View pension amounts below:
- Charlotte Municipal Top 100
- Forsynth County Government Employees Top 100
- Greensboro City Government Teachers Top 100
- Greensboro Municipal Government Employees Top 100
- Guilford County Government Employees Top 100
- Guilford County Government Teachers Top 100
- Mecklenburg County Employees Top 100
- Mecklenburg County Teachers Top 100
- North Carolina State Legislators Top 25
- North Carolina State Government Safety Employees Top 100
- North Carolina State Government Employees Top 100
- North Carolina State University Employees Top 100
- Raleigh Municipal Government Employees Top 100
- Wake County Government Teachers Top 100
- Wake County Government Employees Top 100
- Winston-Salem Municipal Government Employees Top 100
- Winston-Salem Forsyth County Government Teachers Top 100
“North Carolina’s government pension systems are crushing middle class North Carolinians. Government employees should be paid a fair wage for the work they do today so they can save for their own retirement. Replacing defined benefit pensions for all new government hires with social security and 401(k)s would eventually eliminate unfunded government pensions. Current government employees must consider a voluntary pension contribution of up to 10% to preserve their pension benefits. Additionally, all members should pay for 50% of their healthcare premiums. We need a stable system that is fair to both taxpayers and beneficiaries or pension checks will stop coming,” added McNeilly.
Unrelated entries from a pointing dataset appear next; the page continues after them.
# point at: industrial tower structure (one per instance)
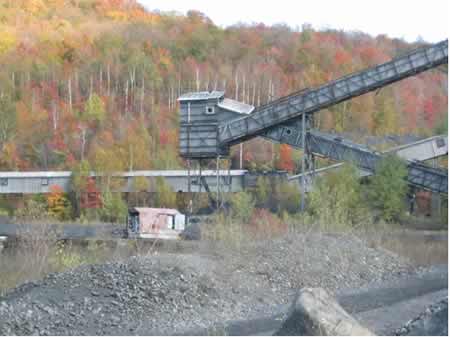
(210, 123)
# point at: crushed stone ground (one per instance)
(167, 293)
(433, 321)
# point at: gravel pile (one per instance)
(167, 293)
(432, 322)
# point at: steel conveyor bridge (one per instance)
(338, 149)
(345, 88)
(210, 123)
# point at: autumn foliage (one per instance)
(98, 80)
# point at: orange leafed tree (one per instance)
(285, 162)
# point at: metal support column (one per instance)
(189, 208)
(218, 182)
(303, 183)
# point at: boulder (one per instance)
(316, 313)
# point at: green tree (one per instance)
(288, 197)
(165, 197)
(242, 206)
(94, 109)
(336, 200)
(114, 208)
(388, 187)
(262, 191)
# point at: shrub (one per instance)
(336, 200)
(288, 198)
(32, 211)
(242, 205)
(264, 224)
(164, 196)
(114, 208)
(388, 187)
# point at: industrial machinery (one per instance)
(210, 123)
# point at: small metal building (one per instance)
(200, 115)
(155, 223)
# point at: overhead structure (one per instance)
(211, 123)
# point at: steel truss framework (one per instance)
(350, 86)
(325, 145)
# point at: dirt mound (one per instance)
(167, 293)
(432, 322)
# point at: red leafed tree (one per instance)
(90, 197)
(285, 162)
(429, 111)
(342, 57)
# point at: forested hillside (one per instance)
(98, 80)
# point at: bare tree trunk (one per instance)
(258, 103)
(83, 141)
(126, 99)
(91, 85)
(100, 88)
(243, 88)
(253, 93)
(197, 78)
(141, 111)
(69, 89)
(55, 116)
(108, 79)
(236, 86)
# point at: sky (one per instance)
(406, 19)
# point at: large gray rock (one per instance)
(316, 313)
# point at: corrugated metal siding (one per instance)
(32, 182)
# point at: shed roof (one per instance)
(236, 106)
(168, 211)
(201, 95)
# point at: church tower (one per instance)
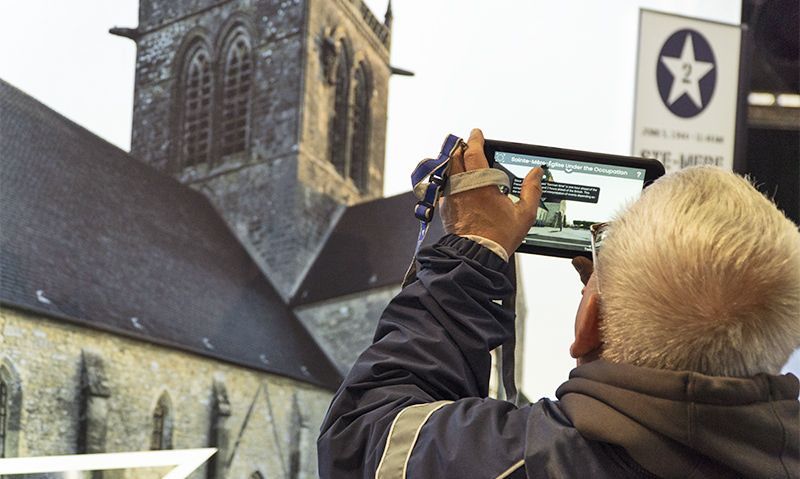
(274, 109)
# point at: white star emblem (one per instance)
(686, 72)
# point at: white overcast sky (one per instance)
(558, 73)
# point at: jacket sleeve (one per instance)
(414, 404)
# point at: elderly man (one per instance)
(693, 307)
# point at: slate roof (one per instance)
(90, 235)
(370, 247)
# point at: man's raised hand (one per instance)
(486, 211)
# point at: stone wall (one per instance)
(47, 358)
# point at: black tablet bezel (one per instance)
(653, 170)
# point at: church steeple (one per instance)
(226, 102)
(388, 17)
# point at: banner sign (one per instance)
(687, 91)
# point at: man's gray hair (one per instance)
(702, 273)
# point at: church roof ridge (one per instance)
(92, 236)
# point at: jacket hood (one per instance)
(685, 424)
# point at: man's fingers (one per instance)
(474, 158)
(584, 267)
(457, 162)
(531, 192)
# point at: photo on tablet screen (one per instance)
(575, 194)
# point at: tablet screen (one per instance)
(575, 194)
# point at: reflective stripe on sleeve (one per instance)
(511, 469)
(402, 437)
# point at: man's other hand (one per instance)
(584, 267)
(486, 211)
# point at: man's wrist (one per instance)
(491, 245)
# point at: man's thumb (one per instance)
(531, 191)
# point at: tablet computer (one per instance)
(579, 188)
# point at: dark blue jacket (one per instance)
(415, 403)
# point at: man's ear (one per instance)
(587, 326)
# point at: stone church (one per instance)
(210, 287)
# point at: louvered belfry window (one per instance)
(337, 143)
(161, 436)
(359, 143)
(237, 83)
(198, 83)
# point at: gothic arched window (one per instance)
(337, 137)
(237, 81)
(197, 85)
(359, 140)
(161, 437)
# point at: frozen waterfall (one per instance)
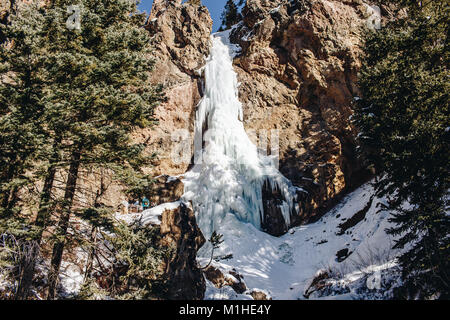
(229, 174)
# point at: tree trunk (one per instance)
(27, 274)
(63, 224)
(90, 261)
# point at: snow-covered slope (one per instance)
(284, 267)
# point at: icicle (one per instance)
(230, 175)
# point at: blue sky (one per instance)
(215, 7)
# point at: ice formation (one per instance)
(229, 174)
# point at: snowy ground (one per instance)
(284, 267)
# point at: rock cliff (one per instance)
(298, 72)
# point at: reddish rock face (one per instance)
(298, 73)
(180, 231)
(181, 38)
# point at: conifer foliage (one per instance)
(403, 116)
(70, 98)
(231, 15)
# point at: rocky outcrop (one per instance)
(179, 230)
(298, 72)
(231, 279)
(166, 189)
(181, 38)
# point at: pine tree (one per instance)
(403, 118)
(230, 15)
(24, 142)
(70, 99)
(99, 89)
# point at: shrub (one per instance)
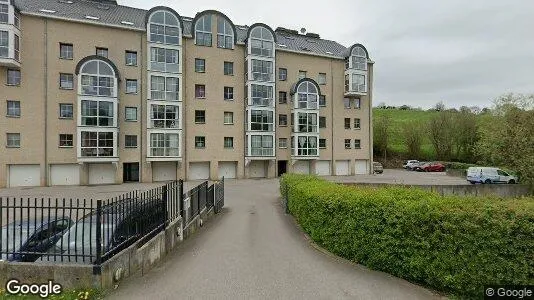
(452, 244)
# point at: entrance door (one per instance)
(131, 172)
(282, 167)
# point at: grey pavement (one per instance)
(253, 250)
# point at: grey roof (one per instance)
(110, 14)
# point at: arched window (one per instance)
(97, 79)
(307, 95)
(261, 42)
(164, 28)
(359, 59)
(203, 31)
(225, 34)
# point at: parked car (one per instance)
(408, 165)
(430, 167)
(489, 175)
(378, 168)
(27, 240)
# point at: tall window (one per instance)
(307, 95)
(262, 95)
(262, 70)
(203, 31)
(164, 116)
(225, 34)
(98, 79)
(261, 42)
(164, 60)
(261, 120)
(164, 28)
(164, 88)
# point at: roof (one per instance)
(109, 14)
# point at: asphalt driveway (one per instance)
(253, 250)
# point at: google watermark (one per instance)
(43, 290)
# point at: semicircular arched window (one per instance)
(307, 95)
(359, 59)
(97, 79)
(225, 34)
(203, 31)
(261, 42)
(164, 28)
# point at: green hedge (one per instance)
(452, 244)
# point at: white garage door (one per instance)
(322, 167)
(68, 174)
(198, 171)
(362, 167)
(342, 167)
(24, 175)
(257, 169)
(228, 169)
(163, 171)
(301, 167)
(101, 174)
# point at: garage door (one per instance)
(228, 169)
(163, 171)
(101, 174)
(342, 167)
(322, 167)
(24, 175)
(68, 174)
(198, 171)
(258, 169)
(361, 167)
(301, 167)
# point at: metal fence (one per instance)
(92, 231)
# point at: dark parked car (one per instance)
(430, 167)
(27, 240)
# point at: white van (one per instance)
(489, 175)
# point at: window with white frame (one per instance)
(262, 70)
(164, 144)
(98, 79)
(4, 44)
(164, 60)
(164, 88)
(307, 122)
(262, 95)
(261, 42)
(307, 95)
(261, 145)
(203, 31)
(96, 144)
(164, 116)
(97, 113)
(164, 28)
(225, 34)
(307, 146)
(261, 120)
(359, 59)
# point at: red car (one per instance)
(430, 167)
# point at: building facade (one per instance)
(98, 93)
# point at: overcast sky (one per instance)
(456, 51)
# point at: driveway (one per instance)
(253, 250)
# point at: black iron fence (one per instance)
(92, 231)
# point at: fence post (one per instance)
(98, 232)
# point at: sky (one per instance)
(425, 51)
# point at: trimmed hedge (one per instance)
(452, 244)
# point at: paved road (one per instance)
(254, 251)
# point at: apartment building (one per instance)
(93, 92)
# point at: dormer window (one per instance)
(225, 34)
(164, 28)
(203, 31)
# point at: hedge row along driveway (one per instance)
(455, 245)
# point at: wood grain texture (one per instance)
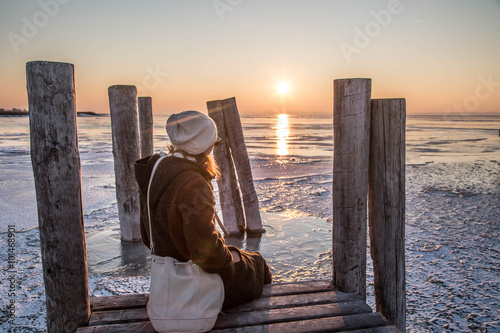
(236, 140)
(290, 307)
(146, 125)
(387, 207)
(351, 123)
(57, 174)
(229, 193)
(126, 150)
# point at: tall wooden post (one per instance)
(126, 150)
(146, 125)
(386, 200)
(57, 173)
(234, 132)
(351, 124)
(230, 199)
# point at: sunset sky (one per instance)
(274, 56)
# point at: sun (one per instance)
(283, 87)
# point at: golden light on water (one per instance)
(282, 133)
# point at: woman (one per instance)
(182, 209)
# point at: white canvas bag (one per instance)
(182, 296)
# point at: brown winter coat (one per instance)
(182, 214)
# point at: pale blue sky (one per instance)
(441, 55)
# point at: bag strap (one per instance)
(151, 243)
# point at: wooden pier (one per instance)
(362, 156)
(313, 306)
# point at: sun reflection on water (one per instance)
(282, 132)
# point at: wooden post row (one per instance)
(146, 125)
(229, 194)
(351, 124)
(386, 200)
(126, 150)
(236, 142)
(57, 173)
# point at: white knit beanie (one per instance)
(191, 131)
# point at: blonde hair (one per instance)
(205, 160)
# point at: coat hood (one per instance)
(168, 169)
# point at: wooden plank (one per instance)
(265, 317)
(387, 207)
(146, 125)
(277, 302)
(236, 140)
(329, 324)
(302, 287)
(99, 303)
(118, 316)
(138, 327)
(351, 126)
(126, 150)
(380, 329)
(57, 176)
(324, 324)
(229, 193)
(262, 304)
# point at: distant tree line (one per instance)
(13, 112)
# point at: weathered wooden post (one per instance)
(146, 125)
(230, 199)
(234, 133)
(386, 200)
(351, 124)
(57, 173)
(126, 150)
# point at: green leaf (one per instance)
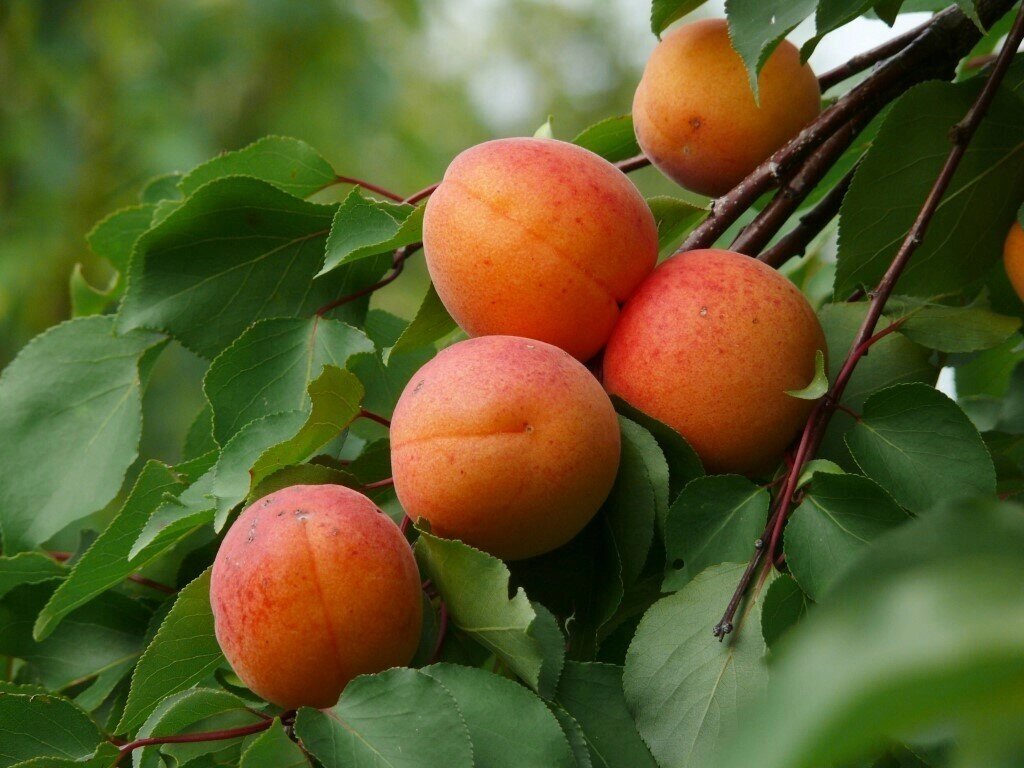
(546, 130)
(664, 12)
(41, 725)
(72, 418)
(612, 138)
(290, 165)
(190, 711)
(159, 188)
(273, 749)
(951, 329)
(177, 517)
(918, 444)
(716, 519)
(231, 477)
(105, 564)
(431, 323)
(592, 694)
(100, 635)
(237, 251)
(905, 641)
(183, 653)
(818, 384)
(965, 237)
(638, 499)
(784, 605)
(115, 237)
(675, 219)
(86, 299)
(399, 719)
(683, 688)
(757, 27)
(684, 464)
(269, 367)
(336, 396)
(475, 587)
(894, 359)
(28, 567)
(498, 712)
(840, 515)
(365, 227)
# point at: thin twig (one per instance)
(870, 57)
(933, 53)
(797, 241)
(814, 430)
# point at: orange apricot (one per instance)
(710, 344)
(312, 586)
(540, 239)
(1013, 258)
(695, 116)
(506, 443)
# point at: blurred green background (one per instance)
(97, 96)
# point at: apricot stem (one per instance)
(933, 53)
(866, 337)
(184, 738)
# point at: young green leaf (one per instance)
(41, 725)
(183, 652)
(716, 519)
(840, 515)
(475, 586)
(364, 227)
(918, 444)
(105, 564)
(237, 251)
(784, 605)
(399, 718)
(72, 419)
(28, 567)
(498, 712)
(684, 689)
(757, 27)
(965, 237)
(612, 138)
(431, 323)
(269, 367)
(664, 12)
(592, 694)
(289, 164)
(818, 384)
(273, 749)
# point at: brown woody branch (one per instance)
(814, 430)
(933, 53)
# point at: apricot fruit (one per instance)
(695, 116)
(540, 239)
(312, 586)
(1013, 258)
(710, 344)
(506, 443)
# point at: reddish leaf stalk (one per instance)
(961, 136)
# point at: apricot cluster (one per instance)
(545, 254)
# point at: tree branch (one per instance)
(933, 53)
(796, 242)
(961, 136)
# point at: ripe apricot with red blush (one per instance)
(506, 443)
(540, 239)
(710, 344)
(695, 115)
(312, 586)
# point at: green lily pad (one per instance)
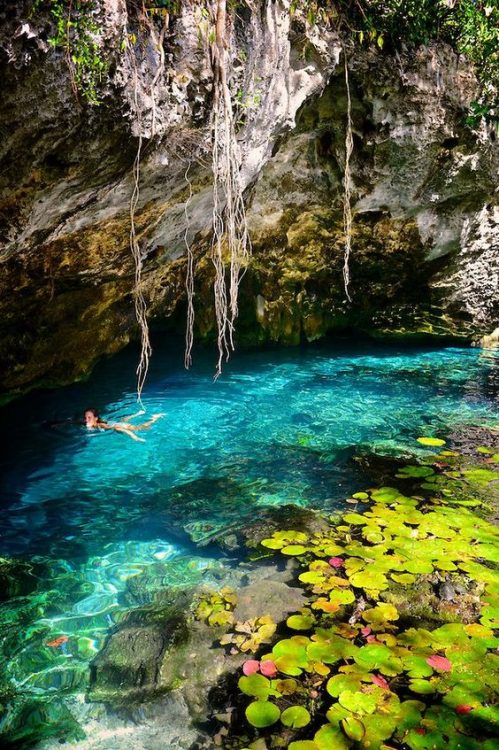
(294, 549)
(416, 666)
(329, 737)
(295, 717)
(342, 596)
(360, 703)
(380, 614)
(368, 580)
(261, 714)
(404, 578)
(353, 728)
(341, 682)
(300, 622)
(378, 656)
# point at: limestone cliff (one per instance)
(425, 233)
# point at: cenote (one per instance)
(90, 511)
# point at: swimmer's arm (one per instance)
(146, 425)
(127, 431)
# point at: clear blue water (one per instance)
(279, 427)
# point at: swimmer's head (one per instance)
(91, 418)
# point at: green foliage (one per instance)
(216, 608)
(361, 670)
(76, 33)
(471, 27)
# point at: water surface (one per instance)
(98, 509)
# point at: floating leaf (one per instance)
(463, 709)
(329, 737)
(353, 728)
(261, 714)
(380, 657)
(268, 668)
(341, 682)
(295, 717)
(380, 614)
(294, 549)
(380, 681)
(405, 579)
(367, 579)
(357, 702)
(251, 666)
(439, 662)
(342, 597)
(300, 622)
(286, 687)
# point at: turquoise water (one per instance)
(279, 427)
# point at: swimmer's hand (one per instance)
(128, 432)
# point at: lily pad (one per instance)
(353, 728)
(295, 717)
(330, 736)
(300, 622)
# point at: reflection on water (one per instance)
(95, 511)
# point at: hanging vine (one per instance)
(347, 187)
(189, 281)
(140, 304)
(230, 232)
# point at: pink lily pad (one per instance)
(439, 662)
(380, 681)
(251, 667)
(268, 668)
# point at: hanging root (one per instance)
(138, 296)
(230, 233)
(189, 282)
(347, 184)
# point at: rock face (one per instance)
(425, 239)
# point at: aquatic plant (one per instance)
(359, 667)
(216, 607)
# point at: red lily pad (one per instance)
(439, 662)
(268, 668)
(463, 709)
(251, 666)
(380, 681)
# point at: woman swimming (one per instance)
(93, 421)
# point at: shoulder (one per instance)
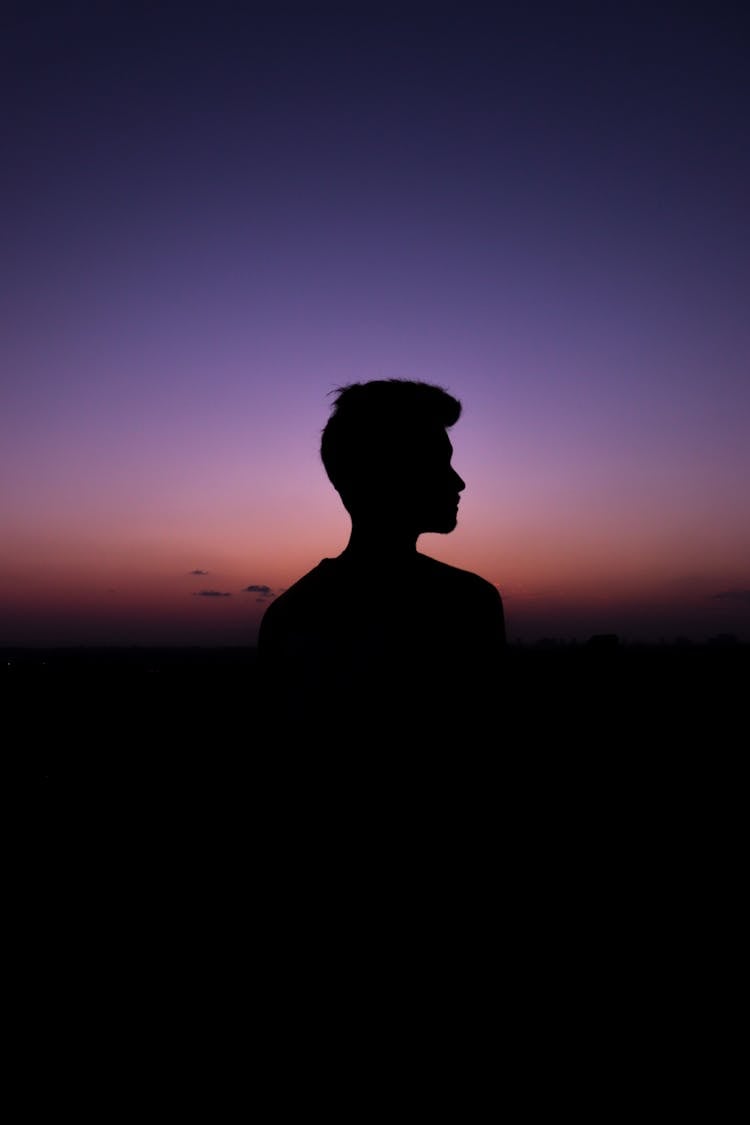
(460, 581)
(303, 596)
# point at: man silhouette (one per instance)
(382, 636)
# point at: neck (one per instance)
(372, 543)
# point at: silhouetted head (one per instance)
(387, 453)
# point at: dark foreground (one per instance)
(562, 892)
(96, 719)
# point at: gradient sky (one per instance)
(215, 214)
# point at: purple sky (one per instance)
(211, 215)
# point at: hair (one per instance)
(373, 420)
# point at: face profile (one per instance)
(431, 486)
(389, 631)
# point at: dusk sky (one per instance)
(215, 214)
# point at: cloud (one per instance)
(264, 592)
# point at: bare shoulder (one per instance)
(458, 579)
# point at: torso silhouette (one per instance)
(417, 644)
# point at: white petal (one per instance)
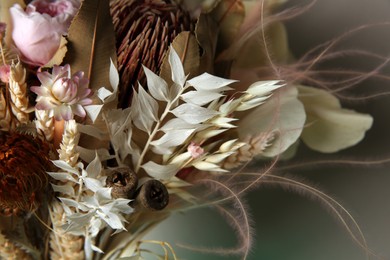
(331, 127)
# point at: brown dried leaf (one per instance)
(92, 42)
(187, 48)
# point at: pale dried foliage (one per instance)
(45, 124)
(18, 93)
(63, 246)
(10, 251)
(254, 146)
(70, 140)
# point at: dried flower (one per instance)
(66, 95)
(37, 30)
(144, 29)
(23, 179)
(4, 73)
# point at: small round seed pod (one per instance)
(123, 182)
(152, 195)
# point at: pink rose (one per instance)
(37, 30)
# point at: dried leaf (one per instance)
(193, 114)
(200, 98)
(206, 32)
(160, 172)
(92, 42)
(187, 49)
(331, 128)
(59, 55)
(211, 83)
(157, 86)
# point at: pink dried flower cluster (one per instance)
(62, 93)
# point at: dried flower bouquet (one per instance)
(114, 114)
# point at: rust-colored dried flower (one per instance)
(23, 178)
(144, 29)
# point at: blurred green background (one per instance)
(294, 227)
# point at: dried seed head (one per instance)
(123, 182)
(152, 195)
(144, 29)
(23, 178)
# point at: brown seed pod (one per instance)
(144, 29)
(152, 195)
(23, 178)
(123, 182)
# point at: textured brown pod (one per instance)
(152, 195)
(23, 178)
(123, 182)
(144, 29)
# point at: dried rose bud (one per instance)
(144, 29)
(23, 178)
(123, 182)
(152, 195)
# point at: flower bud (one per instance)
(152, 195)
(123, 182)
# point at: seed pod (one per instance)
(123, 182)
(152, 195)
(24, 161)
(144, 29)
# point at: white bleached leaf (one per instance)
(62, 176)
(93, 184)
(208, 82)
(93, 131)
(148, 104)
(96, 249)
(65, 166)
(228, 145)
(160, 172)
(177, 69)
(95, 167)
(206, 134)
(177, 123)
(200, 98)
(173, 138)
(217, 158)
(193, 114)
(157, 86)
(263, 88)
(93, 111)
(330, 127)
(141, 115)
(73, 203)
(252, 103)
(63, 189)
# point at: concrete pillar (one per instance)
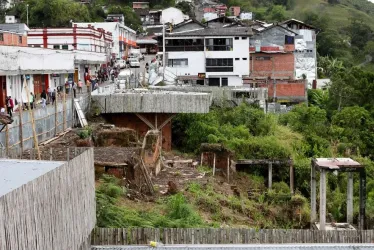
(313, 198)
(322, 202)
(270, 175)
(350, 198)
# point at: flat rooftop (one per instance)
(254, 246)
(111, 100)
(336, 163)
(15, 173)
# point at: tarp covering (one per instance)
(24, 60)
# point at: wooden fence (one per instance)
(141, 236)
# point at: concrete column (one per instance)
(322, 202)
(270, 175)
(350, 198)
(313, 198)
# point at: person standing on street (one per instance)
(10, 105)
(80, 85)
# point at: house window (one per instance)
(289, 40)
(219, 44)
(263, 58)
(177, 63)
(214, 82)
(225, 81)
(219, 65)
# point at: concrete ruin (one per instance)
(145, 109)
(336, 165)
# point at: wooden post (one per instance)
(228, 169)
(31, 112)
(56, 113)
(350, 198)
(270, 175)
(313, 197)
(64, 108)
(214, 164)
(292, 178)
(20, 107)
(322, 203)
(7, 139)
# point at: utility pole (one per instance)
(164, 52)
(27, 15)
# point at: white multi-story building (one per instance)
(207, 56)
(124, 38)
(92, 48)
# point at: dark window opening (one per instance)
(219, 44)
(225, 81)
(214, 82)
(219, 65)
(289, 40)
(263, 58)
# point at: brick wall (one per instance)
(288, 89)
(13, 39)
(133, 122)
(284, 65)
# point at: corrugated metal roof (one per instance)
(15, 173)
(241, 247)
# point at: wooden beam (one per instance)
(166, 121)
(146, 121)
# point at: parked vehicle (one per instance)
(134, 63)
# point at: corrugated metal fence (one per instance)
(141, 236)
(49, 121)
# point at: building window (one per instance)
(289, 40)
(214, 82)
(219, 65)
(184, 45)
(177, 63)
(225, 81)
(263, 58)
(219, 44)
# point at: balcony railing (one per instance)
(219, 47)
(184, 48)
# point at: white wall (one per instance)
(240, 50)
(196, 64)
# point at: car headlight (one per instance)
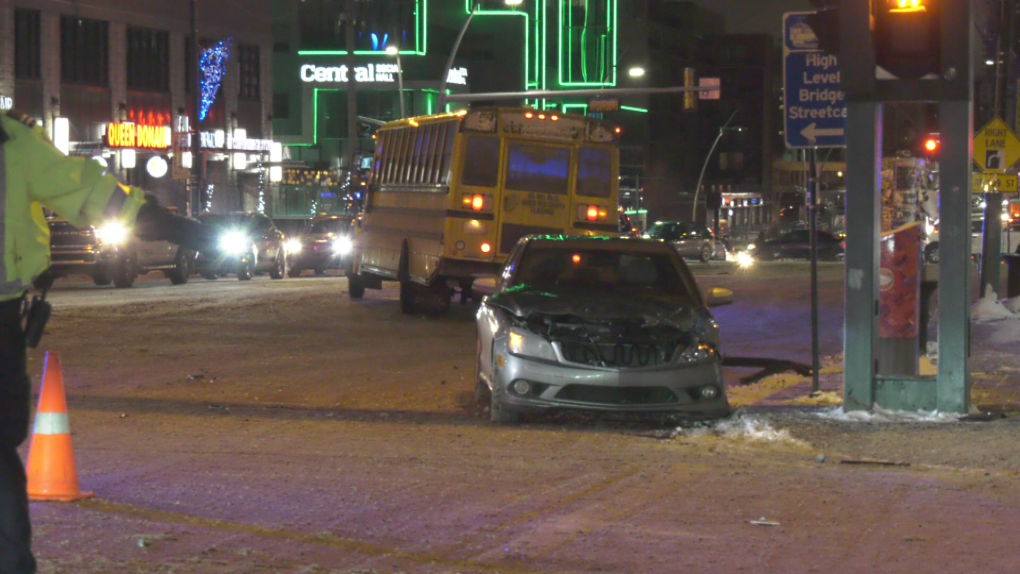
(700, 353)
(527, 344)
(343, 245)
(112, 232)
(234, 243)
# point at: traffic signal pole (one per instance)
(867, 382)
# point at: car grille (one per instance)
(620, 355)
(617, 396)
(67, 236)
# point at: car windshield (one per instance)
(598, 272)
(234, 220)
(657, 230)
(328, 226)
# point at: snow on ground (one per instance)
(882, 415)
(738, 425)
(988, 308)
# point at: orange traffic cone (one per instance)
(51, 472)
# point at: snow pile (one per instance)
(882, 415)
(1013, 304)
(737, 426)
(988, 308)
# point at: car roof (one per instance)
(638, 245)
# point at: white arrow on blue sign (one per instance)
(814, 106)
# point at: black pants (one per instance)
(15, 530)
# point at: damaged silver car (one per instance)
(599, 324)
*Annual pensions are actual amounts provided by the respective fund. Lifetime estimates include the sum of the pension paid to date and the projected remaining payments with a 1% COLA. Uses a life expectancy of 85 (IRS Form 590), the actual retirement date and age at retirement
Your numbers are wrong when it comes to determine what the actual pension payout. A NC state employee has to work for 30 years to collect 78% of the avg of their two highest paid years while they are working(generally the last 2). So if their two highest years are say 101,000 then you take 78% of that which is 78,780 and that is what is actually collected a year for retirement. Get the facts straight and present them straight before you decide to publish an obviously very biased article.
Mike, the annual pensions, as well as the pensions paid to date were provided by the respective pension funds; these were not estimates or calculations.